To deal with Venice's perpetually flooded building stock, Armstrong suggests protocells could be programmed to create "a sponge-like material that forms a protective casing" around rigid architecture. She envisages "a material that thrives and blossoms when it gets wet ... [allowing] water to nurture and feed a building material rather than destroy it".
For Armstrong, Venice is just one protocellular adventure. She's been developing other species, honing their individual traits as if they're performers in some kind of biological circus. Some excrete pigments, some make crystal skins and others can store electrical energy "like a little organic battery", she says, demonstrating with video clips of amorphous blobs dancing around each other in a dish. "It depends how you design your protocells, but you can get them to behave in different ways. Essentially they're all the same hardware, but if you put different software in there you get these incredibly different products."
And can they multiply? Armstrong says not. "It's a self-limiting chemistry. They're not alive, they won't reproduce. They have a set lifespan, after which they become inert. They're not going to proliferate and take anything over."
The notion of an uncontrollable limestone reef that spreads like a malignant cancer underneath one of the world's most romantic cities is one that would delight science-fiction fans and horrify conservationists in equal measure. But Armstrong, a sci-fi author herself, is adamant that there is no real risk of it happening. "We wouldn't just start throwing things into the lagoon. You wouldn't do it without any telemetry or measurement of the ecological impact, but we'd have done a lot of work to understand this before we ever did a Venice-sized intervention," she says.
Armstrong defends protocell technology and the work of her fellow synthetic biologists from the concerns that were raised in the 1960s by developments in nanotechnology – the manipulation of subatomic matter – that unpredictable new materials were being created. Nanotechnology also raised fears about releasing toxins into the environment. Armstrong recognises the potentially devastating effects of protocell technology falling into the wrong hands but "You can't prevent people from being Machiavellian," she says. "I wouldn't be as blasé as to say there is no concern. I know that we need to design with our eyes open."
The sense of fantasy implicit in Armstrong's protocell research deters people from regarding it as a real-world solution. For architects and designers of infrastructure, it's hard to embrace a built proposition that doesn't involve concrete or steel but that's exactly what Armstrong is asking us to do. "When we talk about systems in architecture, we tend to revert to machine iconography," she says. "With the protocell system, we don't need to. It doesn't have parts; it's not an object." It may act more improbably and organically than any architecture we know, but it represents a chance to replace the outdated practice of designing buildings as environmental barriers with a more constructive and harmonious approach.

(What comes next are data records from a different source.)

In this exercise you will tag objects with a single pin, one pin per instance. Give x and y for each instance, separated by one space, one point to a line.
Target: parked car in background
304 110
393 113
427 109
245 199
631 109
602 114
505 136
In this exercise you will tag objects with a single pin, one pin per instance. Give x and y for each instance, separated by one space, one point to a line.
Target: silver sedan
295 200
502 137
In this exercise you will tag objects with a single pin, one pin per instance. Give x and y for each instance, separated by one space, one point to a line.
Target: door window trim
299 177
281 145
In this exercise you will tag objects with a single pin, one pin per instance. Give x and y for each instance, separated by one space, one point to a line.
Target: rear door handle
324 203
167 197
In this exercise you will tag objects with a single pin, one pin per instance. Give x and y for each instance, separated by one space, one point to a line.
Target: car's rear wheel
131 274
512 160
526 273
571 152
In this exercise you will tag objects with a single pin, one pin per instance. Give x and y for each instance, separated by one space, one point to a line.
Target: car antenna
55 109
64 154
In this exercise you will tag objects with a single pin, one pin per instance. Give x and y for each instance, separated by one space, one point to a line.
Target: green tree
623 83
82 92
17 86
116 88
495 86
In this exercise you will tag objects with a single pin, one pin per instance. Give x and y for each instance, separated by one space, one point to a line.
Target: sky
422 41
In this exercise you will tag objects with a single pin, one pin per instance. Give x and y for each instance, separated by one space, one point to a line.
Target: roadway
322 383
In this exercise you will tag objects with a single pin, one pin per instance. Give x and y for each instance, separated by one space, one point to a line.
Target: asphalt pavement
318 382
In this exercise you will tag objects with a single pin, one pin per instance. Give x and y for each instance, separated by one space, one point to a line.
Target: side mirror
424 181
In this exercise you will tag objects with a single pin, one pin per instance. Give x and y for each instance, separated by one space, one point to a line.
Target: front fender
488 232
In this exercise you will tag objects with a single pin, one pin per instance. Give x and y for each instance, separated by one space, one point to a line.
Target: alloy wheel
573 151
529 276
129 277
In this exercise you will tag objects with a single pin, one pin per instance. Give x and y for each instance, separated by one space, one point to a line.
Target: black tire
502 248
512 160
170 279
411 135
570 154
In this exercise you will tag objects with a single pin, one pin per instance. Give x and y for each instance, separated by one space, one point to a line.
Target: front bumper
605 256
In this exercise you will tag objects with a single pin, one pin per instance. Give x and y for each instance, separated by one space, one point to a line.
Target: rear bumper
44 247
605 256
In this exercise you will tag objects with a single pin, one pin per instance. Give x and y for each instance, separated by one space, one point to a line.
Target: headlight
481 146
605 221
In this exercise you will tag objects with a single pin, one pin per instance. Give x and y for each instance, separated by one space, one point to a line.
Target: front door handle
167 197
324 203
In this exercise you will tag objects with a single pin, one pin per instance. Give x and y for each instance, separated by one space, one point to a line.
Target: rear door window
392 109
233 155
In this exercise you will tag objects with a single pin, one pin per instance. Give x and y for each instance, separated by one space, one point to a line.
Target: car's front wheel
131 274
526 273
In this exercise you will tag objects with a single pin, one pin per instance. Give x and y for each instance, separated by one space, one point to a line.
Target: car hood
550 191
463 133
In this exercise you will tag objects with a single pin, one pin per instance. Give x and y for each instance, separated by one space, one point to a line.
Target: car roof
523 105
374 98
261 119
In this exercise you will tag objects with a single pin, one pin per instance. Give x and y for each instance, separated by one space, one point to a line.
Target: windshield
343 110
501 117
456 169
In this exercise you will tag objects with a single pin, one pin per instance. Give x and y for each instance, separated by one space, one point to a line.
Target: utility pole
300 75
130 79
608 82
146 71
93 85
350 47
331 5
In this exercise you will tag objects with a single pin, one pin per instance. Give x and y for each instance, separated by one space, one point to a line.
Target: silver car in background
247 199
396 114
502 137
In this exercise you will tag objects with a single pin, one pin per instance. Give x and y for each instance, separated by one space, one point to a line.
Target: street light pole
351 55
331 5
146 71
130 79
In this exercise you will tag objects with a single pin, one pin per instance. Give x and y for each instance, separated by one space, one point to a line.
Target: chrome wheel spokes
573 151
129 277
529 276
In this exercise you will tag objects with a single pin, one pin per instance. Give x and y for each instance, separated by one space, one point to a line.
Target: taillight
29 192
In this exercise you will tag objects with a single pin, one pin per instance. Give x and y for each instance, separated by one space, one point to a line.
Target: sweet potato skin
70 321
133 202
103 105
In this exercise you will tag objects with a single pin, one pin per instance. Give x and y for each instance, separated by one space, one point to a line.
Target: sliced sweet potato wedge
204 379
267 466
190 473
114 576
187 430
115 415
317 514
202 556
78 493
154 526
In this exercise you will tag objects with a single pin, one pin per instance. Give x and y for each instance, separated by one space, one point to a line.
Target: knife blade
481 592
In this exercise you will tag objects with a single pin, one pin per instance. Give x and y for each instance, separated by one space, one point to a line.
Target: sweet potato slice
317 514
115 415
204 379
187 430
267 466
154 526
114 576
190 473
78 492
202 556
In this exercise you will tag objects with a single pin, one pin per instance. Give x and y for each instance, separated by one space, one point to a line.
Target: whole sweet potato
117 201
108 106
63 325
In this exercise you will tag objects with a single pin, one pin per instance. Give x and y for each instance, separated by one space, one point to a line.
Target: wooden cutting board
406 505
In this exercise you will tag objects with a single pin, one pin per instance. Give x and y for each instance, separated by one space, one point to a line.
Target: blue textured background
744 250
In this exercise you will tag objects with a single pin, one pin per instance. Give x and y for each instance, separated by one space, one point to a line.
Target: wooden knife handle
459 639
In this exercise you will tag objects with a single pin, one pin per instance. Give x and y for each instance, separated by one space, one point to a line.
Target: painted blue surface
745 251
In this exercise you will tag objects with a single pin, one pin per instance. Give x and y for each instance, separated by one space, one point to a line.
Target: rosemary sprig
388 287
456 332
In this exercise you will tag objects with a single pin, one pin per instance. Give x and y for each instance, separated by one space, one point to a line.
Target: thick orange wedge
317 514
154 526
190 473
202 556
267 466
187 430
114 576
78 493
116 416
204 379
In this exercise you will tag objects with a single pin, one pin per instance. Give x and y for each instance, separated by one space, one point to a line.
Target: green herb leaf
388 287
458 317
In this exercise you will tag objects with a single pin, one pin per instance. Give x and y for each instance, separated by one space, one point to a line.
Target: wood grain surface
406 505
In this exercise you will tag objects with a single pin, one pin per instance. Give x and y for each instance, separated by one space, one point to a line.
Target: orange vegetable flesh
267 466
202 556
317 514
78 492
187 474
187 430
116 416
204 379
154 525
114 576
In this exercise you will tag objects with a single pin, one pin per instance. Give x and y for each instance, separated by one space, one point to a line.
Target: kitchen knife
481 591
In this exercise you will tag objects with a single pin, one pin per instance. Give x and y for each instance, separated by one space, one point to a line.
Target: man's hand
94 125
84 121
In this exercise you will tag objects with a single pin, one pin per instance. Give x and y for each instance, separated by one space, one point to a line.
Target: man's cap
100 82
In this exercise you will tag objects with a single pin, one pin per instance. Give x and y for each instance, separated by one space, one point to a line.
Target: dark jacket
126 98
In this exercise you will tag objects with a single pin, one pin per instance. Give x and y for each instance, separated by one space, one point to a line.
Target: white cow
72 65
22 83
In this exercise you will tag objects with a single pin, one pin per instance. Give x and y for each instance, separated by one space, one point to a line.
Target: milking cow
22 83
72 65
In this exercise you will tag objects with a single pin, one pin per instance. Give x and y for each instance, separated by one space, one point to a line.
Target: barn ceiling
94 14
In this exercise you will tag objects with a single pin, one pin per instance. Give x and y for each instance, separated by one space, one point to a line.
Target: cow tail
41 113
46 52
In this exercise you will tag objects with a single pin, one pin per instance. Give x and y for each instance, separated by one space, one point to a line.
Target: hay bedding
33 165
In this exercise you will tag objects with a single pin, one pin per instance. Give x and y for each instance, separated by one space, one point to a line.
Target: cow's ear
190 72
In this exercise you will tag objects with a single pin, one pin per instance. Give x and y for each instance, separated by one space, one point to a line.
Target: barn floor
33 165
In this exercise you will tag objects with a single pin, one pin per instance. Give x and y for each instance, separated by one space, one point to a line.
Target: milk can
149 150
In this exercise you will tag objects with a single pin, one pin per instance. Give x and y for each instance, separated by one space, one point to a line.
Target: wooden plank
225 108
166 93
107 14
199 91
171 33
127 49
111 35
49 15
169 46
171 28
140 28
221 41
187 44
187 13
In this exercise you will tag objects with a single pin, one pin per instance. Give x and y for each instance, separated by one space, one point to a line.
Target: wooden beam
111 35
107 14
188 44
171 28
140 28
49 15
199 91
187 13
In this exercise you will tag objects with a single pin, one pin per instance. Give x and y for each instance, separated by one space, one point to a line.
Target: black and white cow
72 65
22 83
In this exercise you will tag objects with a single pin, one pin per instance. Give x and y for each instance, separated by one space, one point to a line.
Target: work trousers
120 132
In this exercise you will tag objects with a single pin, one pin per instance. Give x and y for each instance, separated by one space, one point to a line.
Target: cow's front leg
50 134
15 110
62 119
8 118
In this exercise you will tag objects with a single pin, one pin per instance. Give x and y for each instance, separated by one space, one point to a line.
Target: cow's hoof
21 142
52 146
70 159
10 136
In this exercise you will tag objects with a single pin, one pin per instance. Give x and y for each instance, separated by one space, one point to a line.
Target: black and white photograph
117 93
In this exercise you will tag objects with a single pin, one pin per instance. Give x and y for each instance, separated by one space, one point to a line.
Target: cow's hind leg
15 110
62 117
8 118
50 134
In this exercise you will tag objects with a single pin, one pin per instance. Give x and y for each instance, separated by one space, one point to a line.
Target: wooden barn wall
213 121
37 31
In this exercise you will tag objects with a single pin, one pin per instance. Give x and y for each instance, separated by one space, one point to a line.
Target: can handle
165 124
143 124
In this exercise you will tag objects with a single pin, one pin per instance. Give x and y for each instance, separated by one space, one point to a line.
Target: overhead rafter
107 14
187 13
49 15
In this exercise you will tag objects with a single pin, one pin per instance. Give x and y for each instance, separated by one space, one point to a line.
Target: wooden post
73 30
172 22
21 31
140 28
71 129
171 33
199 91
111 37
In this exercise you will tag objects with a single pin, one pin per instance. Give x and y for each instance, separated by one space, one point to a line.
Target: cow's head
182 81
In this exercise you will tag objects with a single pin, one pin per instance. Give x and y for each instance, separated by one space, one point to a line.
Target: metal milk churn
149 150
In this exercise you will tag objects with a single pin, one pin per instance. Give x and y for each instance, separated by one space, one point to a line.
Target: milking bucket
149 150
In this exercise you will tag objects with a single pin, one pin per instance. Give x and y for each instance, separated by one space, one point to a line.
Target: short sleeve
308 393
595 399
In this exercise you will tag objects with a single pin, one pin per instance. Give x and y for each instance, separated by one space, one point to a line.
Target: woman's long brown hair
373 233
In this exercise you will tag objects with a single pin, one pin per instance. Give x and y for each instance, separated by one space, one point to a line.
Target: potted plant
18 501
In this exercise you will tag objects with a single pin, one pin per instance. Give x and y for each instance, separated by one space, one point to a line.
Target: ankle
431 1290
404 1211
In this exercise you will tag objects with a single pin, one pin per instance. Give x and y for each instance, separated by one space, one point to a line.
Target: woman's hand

In Venice, it's clear who's losing the battle between man and environment. Ditching the machine solution – those mammoth King Canute gates – in favour of Armstrong's tiny protocell saviours, could be the metaphor for a global biological revolution. She urges designers to work alongside scientists in a united endeavour – the same kind of "Renaissance approach to the mixing of disciplines" that helped the Venetians make their city great in the first place. "I know utopias are unfashionable, but it's not just a one-person or one-technology campaign," she says. "It's about bursting out of the paradigms that have so far restricted us. It's a completely different way of looking at the world."